A team of archaeologists from The University of Western Australia working with Murujuga Aboriginal Corporation and mining company Rio Tinto have discovered that Indigenous people were not the only ones to leave their mark in the Dampier Archipelago.
Archaeologists working across the archipelago to document Aboriginal habitation and long-term creation of ancient rock art have found evidence that the area was visited by the whale ships Connecticut (1842) and Delta (1849), with crew members documenting their respective voyages to the other side of the world from their home ports in the north-eastern US.
Lead author Professor Alistair Paterson, from UWA’s Centre for Rock Art Research and Management, said whaling of the ‘New Holland Ground’ between the Indian and Southern Oceans was an overlooked aspect of early north-west Australian contact history.
“Throughout the 19th century American, British, French and colonial Australian whaling ships plied these waters. American vessels were successful at a time when the British colony at Swan River was young (founded in 1829),” Professor Paterson said.
Whaleships followed migrating herds of humpback whales along the coast and fished the offshore grounds for sperm whales, also undertaking ship-based bay whaling, anchoring in protected bays for up to three months. It was likely that the ships’ crew members shared knowledge about safe anchorages, hazards and resources.
The discoveries are detailed in a research paper published today in the journal Antiquity, asthe earliest report of North American whalers’ inscriptions discovered anywhere in Australia.
The Dampier Archipelago represents one of Australia’s most significant heritage sites and one of the world’s largest rock art complexes.

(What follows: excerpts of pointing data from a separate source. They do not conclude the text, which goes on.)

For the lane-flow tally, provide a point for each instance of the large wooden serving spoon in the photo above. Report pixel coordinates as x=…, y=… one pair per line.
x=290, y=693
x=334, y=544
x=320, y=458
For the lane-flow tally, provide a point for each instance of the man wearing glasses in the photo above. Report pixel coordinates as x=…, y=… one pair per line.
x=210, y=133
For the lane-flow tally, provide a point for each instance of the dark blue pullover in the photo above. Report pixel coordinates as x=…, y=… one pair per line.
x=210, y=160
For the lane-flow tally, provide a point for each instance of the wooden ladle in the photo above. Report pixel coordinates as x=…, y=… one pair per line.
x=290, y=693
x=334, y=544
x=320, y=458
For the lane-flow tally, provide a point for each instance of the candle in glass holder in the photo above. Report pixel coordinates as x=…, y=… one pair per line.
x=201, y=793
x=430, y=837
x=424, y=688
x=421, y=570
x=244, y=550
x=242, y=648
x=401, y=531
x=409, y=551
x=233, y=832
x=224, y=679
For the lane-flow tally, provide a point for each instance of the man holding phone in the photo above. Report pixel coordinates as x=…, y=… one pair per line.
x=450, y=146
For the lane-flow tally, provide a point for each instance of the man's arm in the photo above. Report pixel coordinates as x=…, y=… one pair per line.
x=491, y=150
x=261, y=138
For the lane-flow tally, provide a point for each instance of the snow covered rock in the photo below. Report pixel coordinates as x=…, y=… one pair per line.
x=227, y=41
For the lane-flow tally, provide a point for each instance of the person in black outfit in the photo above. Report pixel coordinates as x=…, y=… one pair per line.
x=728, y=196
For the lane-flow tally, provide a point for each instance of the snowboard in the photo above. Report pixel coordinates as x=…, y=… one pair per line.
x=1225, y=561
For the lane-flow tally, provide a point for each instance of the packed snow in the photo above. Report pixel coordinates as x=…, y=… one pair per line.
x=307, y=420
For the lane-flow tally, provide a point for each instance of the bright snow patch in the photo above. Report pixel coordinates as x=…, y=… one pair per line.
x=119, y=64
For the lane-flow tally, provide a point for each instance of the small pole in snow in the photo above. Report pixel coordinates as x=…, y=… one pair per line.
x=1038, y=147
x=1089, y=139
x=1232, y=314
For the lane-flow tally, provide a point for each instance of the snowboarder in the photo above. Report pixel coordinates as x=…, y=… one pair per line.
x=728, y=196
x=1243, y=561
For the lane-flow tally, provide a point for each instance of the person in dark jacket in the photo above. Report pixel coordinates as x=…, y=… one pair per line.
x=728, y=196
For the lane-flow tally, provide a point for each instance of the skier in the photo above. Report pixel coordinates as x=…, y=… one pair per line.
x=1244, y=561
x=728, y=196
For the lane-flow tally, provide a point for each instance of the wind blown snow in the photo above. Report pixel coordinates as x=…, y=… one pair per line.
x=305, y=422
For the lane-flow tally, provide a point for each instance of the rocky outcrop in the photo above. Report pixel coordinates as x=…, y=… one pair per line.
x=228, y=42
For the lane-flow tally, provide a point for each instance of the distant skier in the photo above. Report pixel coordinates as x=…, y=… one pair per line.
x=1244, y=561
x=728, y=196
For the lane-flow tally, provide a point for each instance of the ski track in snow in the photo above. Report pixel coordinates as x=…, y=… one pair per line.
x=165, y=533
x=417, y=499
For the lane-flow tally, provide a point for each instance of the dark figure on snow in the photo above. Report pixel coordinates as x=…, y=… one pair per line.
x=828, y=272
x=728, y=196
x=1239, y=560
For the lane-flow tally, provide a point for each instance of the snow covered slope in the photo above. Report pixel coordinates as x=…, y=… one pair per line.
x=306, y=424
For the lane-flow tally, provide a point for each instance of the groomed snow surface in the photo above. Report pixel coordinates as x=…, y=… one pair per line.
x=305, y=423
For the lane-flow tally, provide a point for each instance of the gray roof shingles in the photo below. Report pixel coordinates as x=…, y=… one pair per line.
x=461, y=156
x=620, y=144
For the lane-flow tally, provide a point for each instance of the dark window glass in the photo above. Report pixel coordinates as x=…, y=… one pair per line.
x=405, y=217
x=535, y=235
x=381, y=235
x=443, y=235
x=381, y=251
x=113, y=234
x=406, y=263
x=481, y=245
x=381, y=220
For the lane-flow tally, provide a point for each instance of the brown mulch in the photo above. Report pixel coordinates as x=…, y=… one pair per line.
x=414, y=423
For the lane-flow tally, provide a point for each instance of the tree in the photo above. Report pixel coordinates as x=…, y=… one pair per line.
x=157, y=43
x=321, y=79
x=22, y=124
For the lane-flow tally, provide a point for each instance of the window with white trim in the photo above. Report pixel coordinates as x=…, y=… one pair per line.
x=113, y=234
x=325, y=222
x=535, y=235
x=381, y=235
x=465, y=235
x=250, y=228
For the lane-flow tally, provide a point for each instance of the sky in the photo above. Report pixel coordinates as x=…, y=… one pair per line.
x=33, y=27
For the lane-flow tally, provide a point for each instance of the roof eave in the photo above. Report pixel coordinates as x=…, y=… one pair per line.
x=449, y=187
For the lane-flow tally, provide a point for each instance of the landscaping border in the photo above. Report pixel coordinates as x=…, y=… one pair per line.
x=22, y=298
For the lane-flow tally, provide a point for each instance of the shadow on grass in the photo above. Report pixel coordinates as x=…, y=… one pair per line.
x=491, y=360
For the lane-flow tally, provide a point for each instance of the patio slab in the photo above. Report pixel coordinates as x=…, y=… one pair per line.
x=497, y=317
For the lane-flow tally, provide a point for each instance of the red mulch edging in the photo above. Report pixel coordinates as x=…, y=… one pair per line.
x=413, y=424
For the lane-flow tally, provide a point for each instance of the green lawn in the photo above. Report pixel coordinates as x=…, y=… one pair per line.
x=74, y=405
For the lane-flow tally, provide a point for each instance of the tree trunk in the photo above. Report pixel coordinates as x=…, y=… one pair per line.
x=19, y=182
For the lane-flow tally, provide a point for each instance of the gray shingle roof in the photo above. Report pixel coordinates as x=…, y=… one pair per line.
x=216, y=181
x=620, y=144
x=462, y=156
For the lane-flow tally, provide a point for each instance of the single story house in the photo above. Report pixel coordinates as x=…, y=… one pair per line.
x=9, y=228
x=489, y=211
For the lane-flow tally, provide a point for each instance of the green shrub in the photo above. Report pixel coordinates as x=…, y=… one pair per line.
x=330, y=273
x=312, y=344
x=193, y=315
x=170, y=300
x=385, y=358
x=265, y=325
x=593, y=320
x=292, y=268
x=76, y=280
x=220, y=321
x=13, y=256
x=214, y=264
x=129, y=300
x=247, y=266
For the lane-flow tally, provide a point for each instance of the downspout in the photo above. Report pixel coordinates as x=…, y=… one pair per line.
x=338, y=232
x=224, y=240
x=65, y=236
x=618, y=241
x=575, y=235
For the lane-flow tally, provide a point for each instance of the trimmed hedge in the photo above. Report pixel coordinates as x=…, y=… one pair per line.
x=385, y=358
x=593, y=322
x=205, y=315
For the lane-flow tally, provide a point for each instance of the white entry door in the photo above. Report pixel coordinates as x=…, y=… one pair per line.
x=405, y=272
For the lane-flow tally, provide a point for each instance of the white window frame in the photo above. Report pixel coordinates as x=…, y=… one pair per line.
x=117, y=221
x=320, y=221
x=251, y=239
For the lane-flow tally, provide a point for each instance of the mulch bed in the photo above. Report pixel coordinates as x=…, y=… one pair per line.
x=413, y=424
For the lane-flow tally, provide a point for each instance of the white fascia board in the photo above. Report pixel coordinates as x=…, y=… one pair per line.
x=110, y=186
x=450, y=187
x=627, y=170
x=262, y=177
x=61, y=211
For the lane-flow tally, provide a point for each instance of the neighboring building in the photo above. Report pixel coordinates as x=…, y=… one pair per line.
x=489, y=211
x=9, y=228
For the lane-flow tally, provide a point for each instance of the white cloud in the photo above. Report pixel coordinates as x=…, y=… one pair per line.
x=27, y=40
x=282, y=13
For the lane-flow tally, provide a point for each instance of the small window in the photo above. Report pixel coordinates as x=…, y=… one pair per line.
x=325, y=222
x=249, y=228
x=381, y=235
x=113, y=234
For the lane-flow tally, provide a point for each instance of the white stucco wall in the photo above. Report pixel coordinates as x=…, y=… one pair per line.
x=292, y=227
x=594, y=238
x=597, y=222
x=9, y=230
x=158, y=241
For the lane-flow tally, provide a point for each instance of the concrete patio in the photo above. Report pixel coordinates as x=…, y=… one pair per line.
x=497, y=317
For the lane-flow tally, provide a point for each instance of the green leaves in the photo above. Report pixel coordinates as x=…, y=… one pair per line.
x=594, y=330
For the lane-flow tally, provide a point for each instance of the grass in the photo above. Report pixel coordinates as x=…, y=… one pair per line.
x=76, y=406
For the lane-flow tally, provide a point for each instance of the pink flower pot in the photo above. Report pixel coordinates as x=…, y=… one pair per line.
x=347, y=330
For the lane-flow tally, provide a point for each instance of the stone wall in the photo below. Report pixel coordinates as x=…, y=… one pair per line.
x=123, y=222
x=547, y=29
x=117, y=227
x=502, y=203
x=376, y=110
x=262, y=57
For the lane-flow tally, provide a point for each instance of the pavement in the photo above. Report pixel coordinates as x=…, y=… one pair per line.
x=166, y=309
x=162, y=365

Located about 1550km north of Perth, near the Pilbara mining town of Karratha, the National Heritage-listed archipelago comprises 42 islands as well as the Burrup Peninsula which is home to an estimated one million Indigenous rock carvings.
Little is known about activity in north-west Australia before the arrival of pastoralists and pearlers in the 1860s and the subsequent, infamous, ‘Flying Foam Massacre’ of the Yaburara people in 1868.
Project leader Professor Jo McDonald said the research highlighted the activities of American whalers in the Dampier Archipelago.
“It shines a light on a brief period when Indigenous people and visiting whalers shared the same territory without obvious major conflict,” Professor McDonald said.
“The whaling inscriptions are both a rare example of maritime inscriptions on rock, and represent the only tangible evidence of this earliest phase of white colonisation of the Australian North West so far discovered.”
The authors suggest that the placement of the Delta and Connecticut inscriptions on already richly decorated rock surfaces illustrated a deliberate process of selection, which attempted to engage with the Aboriginal carvings and, indirectly, the Yaburara people themselves.
“There is no other historical or archaeological evidence for contact between the whalers and the Yaburara, making these inscriptions especially valuable,” Professor Paterson said. The dated engravings were also potentially of use in future rock art dating studies, he said.
The research is part of a larger Australian Research Council (ARC) project in partnership with the Murujuga Aboriginal Corporation (representing traditional custodians the Ngarluma-Yindjibarndi, the Yaburara, the Mardudhunera and Won-goo-tt-oo), and industry partner Rio Tinto.